I recall that that my first evening meal in Venice wasn’t a huge success.
It was several years ago and I made two errors. The first was leaving it too late to venture out into San Polo looking for somewhere to eat. It might be the tradition to eat later in the evening elsewhere in Italy, and indeed Europe, but do that in Venice and you’re likely to find most places are closed. Which we did.
The second mistake was even to look for a restaurant. To be fair, with two young daughters we weren’t geared up for squeezing into busy bars and eating at the counter, so that possibility never crossed our minds. A pity really because we ended up in a very average and over-lit café eating very average and over-priced pizza. We considered it a small sacrifice for the privilege of being in La Serenissima.

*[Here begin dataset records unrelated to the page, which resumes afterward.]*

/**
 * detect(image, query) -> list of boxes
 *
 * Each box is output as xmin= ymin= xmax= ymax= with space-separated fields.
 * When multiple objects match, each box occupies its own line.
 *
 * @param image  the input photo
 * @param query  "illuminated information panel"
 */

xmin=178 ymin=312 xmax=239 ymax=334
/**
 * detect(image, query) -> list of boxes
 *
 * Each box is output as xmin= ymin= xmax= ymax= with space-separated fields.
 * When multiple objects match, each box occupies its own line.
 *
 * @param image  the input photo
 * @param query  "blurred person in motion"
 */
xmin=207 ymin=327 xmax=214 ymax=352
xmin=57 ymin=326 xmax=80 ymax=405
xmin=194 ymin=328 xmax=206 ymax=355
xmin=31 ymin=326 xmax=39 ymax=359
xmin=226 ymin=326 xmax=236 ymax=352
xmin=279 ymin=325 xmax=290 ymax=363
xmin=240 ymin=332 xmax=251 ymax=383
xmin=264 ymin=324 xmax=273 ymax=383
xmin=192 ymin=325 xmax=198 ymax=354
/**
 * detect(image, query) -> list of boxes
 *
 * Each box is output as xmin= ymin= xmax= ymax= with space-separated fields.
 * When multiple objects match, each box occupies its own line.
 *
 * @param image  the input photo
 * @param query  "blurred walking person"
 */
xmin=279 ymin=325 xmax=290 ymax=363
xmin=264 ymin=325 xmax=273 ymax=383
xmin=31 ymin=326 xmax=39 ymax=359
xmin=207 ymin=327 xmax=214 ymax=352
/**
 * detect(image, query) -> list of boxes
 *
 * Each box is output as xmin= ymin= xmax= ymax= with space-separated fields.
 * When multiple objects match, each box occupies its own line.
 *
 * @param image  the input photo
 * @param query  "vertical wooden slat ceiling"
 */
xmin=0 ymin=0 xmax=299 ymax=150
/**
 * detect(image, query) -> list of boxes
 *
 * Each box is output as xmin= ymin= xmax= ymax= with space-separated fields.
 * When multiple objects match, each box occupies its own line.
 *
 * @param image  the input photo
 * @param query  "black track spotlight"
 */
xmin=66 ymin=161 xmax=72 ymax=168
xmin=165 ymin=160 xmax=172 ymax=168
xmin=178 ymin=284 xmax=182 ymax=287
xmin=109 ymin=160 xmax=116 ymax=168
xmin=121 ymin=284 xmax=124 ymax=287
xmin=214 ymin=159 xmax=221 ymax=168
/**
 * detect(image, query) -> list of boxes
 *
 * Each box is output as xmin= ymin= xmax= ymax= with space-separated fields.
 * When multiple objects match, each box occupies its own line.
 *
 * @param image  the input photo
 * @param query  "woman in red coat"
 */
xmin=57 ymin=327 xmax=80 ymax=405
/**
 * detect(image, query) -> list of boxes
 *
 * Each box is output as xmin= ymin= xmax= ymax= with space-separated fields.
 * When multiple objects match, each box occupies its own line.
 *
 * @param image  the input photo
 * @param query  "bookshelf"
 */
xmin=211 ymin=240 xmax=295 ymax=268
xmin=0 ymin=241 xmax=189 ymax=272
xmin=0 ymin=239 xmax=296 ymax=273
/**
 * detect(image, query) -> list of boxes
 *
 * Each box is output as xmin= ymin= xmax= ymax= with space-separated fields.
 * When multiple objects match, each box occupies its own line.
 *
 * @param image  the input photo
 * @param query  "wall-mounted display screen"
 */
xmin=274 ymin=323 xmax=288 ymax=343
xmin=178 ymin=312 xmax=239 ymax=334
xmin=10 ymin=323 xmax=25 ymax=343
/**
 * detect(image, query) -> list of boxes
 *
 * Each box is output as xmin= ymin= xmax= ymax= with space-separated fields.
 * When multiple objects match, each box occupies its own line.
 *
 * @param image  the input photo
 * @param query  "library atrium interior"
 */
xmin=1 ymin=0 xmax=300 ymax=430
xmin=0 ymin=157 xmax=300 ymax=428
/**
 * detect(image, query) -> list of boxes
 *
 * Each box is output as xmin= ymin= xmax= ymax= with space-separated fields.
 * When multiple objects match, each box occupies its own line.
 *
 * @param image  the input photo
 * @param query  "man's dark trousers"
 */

We had at least had an excellent lunch at Osteria la Botte earlier in the day.
Now just rewind a bit to that line about busy bars and eating at the counter. That’s exactly what you should be thinking about if you truly want to experience Venetian cuisine. Bàcari are the small bars, often found in back streets, that sell cichetti, small snacks sold cheaply with a small glass of local red. With each bàcaro serving its own specialities, it’s the perfect excuse for a pub crawl accompanied by bacalà mantecato (creamed dried cod on crostini) polpette (pork rissoles) or deep fried mozzarella and anchovy sandwiches.
All’ Arco is just such a bar, its size indicated by having only a single table outside the door. But inside, if you’re lucky, they may be serving boiled beef sausage sandwiches with mustard.